Address correspondence to S.E. Overington. E-mail: sarah.overington{at}mcgill.ca.


   Abstract

Resource predictability can influence foraging behavior in many ways. Depending on the predictability of food sources, animals may specialize on a few food types or generalize on many; they may aggressively defend feeding territories or nonaggressively share food with others. However, food defense and diet breadth have generally been studied separately. In this paper, we propose that variation in resource predictability could drive both of them together. We construct a game theoretic model to test whether situations in which resources are unpredictable might favor both generalism (the ability to use multiple food types) and nonaggressive social foraging.

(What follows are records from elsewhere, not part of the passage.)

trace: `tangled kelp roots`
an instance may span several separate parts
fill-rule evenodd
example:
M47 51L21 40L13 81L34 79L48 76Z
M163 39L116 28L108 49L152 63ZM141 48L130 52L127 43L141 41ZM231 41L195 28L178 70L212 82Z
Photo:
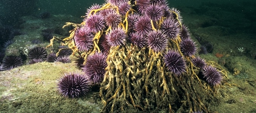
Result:
M204 86L193 76L197 75L193 74L193 66L176 76L165 67L162 57L160 52L130 44L112 48L100 92L103 112L208 112L206 98L214 98L213 93L204 91Z

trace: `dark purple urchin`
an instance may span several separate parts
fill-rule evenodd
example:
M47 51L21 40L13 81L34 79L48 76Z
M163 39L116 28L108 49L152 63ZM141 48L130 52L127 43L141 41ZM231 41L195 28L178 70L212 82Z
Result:
M85 21L85 29L90 32L96 33L105 28L104 17L100 14L90 16Z
M57 56L56 56L56 53L54 52L51 53L46 58L46 61L49 63L53 63L56 61Z
M109 45L107 41L105 35L102 35L100 37L100 46L102 48L102 50L103 52L108 52L111 48L111 45Z
M202 73L210 85L215 86L221 84L222 77L216 68L211 66L205 66L202 69Z
M195 58L192 58L191 60L191 61L194 66L200 69L202 69L206 65L205 60L201 58L199 56L197 56Z
M60 62L63 63L71 63L71 60L69 56L64 55L57 57L55 61Z
M112 46L123 45L126 42L125 32L123 28L118 27L113 29L106 36L106 41Z
M28 56L30 59L42 59L44 60L47 57L47 53L43 48L35 47L29 51Z
M137 0L136 2L138 10L141 14L144 13L145 9L150 4L150 0Z
M151 31L146 38L147 44L154 52L162 51L167 47L168 39L160 31Z
M157 4L150 5L144 11L144 14L153 21L157 21L163 16L163 8Z
M44 60L42 59L33 59L30 60L28 62L28 64L31 64L36 63L42 62Z
M142 16L135 22L134 30L139 33L145 35L152 30L150 19L146 16Z
M142 48L147 45L147 41L145 37L138 32L131 33L129 38L132 44L137 46L139 48Z
M94 84L100 83L103 80L106 72L105 69L108 66L106 58L105 53L96 52L88 56L85 66L82 68Z
M185 56L191 56L196 53L197 48L196 42L193 40L188 38L182 40L180 44L180 51Z
M173 18L167 18L163 20L161 25L161 29L170 39L174 39L180 34L180 28L178 22Z
M165 66L176 76L180 76L186 71L186 64L181 55L177 51L170 50L163 56Z
M121 2L117 6L119 13L123 16L126 15L126 13L130 10L131 8L131 5L128 4L127 0Z
M80 97L85 95L90 89L89 78L79 72L65 73L57 81L58 90L65 97Z
M3 64L4 69L8 70L22 66L23 61L20 56L8 55L3 60Z
M110 12L107 14L105 17L106 24L112 29L117 27L118 24L122 20L121 15L115 11Z
M74 38L76 46L80 51L88 51L93 47L94 35L86 28L80 27L76 31Z
M82 52L78 52L76 54L74 55L74 58L72 60L74 61L75 67L77 69L81 69L83 66L83 63L85 62L85 60L81 54Z

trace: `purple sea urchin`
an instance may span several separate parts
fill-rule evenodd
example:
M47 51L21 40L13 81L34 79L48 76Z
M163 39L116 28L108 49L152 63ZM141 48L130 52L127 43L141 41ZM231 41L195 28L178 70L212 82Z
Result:
M96 33L105 28L104 17L100 14L90 16L86 20L85 29L90 32Z
M197 48L196 46L196 42L190 38L182 41L180 46L180 51L185 56L191 56L196 52Z
M145 9L150 4L150 0L137 0L136 1L138 10L140 14L143 14Z
M117 27L121 22L121 15L117 14L115 11L113 11L107 14L105 17L106 24L112 29Z
M79 50L87 51L93 48L94 37L93 34L88 29L82 27L76 31L74 38Z
M139 33L146 35L152 31L152 26L150 19L145 16L142 16L135 22L134 30Z
M146 38L148 46L155 52L162 51L167 47L168 39L160 31L151 31Z
M30 50L28 56L30 59L45 59L47 57L47 53L45 50L42 47L35 47Z
M174 39L180 34L180 29L178 22L173 18L167 18L161 25L161 29L163 32L170 39Z
M106 58L105 53L96 52L88 56L85 66L82 68L83 72L94 84L100 83L103 80L105 69L108 66Z
M208 84L214 86L221 84L222 77L216 68L211 66L206 66L202 69L202 72Z
M78 72L65 73L58 81L59 92L65 97L72 98L85 95L91 85L89 78Z
M131 9L131 5L128 4L128 1L125 0L120 2L117 6L119 13L122 16L125 16L126 13Z
M145 37L137 32L131 33L129 39L132 44L137 46L139 48L142 48L147 44L147 41Z
M177 51L170 50L163 56L163 62L168 70L176 76L186 71L185 60Z
M194 66L200 69L202 69L206 65L205 60L201 58L199 56L197 56L193 58L191 60L191 61Z
M113 46L123 45L126 40L126 35L122 28L113 29L106 36L106 41L109 45Z
M20 56L8 55L3 60L3 64L5 70L8 70L22 66L23 61Z
M140 18L140 15L139 13L134 13L128 15L127 20L128 21L128 27L130 29L134 29L134 23L138 19Z
M94 3L91 6L89 7L89 8L87 9L86 10L86 12L85 13L85 15L87 16L89 15L89 13L93 9L99 9L100 8L100 6L97 3L94 4Z
M56 58L56 61L60 62L63 63L71 63L71 60L69 56L64 55L57 57Z
M150 5L144 10L145 15L154 21L159 21L163 16L163 8L157 4Z

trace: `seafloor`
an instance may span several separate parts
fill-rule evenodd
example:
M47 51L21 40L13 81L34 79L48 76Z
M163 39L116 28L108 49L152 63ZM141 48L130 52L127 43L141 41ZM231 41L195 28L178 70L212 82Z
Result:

Our model predicts that the proportion of social generalists is highest when resources are unpredictable, whereas a predictable resource distribution favors territorial specialists. We discuss our result within the context of animal cognition research, where diet breadth and social foraging are associated with the 2 dominant views of the evolution of cognition: the "ecological" and the "social brain" hypotheses. Our results suggest that social and dietary demands on cognition might be less independent than is often assumed.

Key words: ecological intelligence, game theory, generalism, hawk–dove, resource predictability, social brain hypothesis, social foraging.

Received 28 September 2007; revised 29 February 2008; accepted 2 March 2008.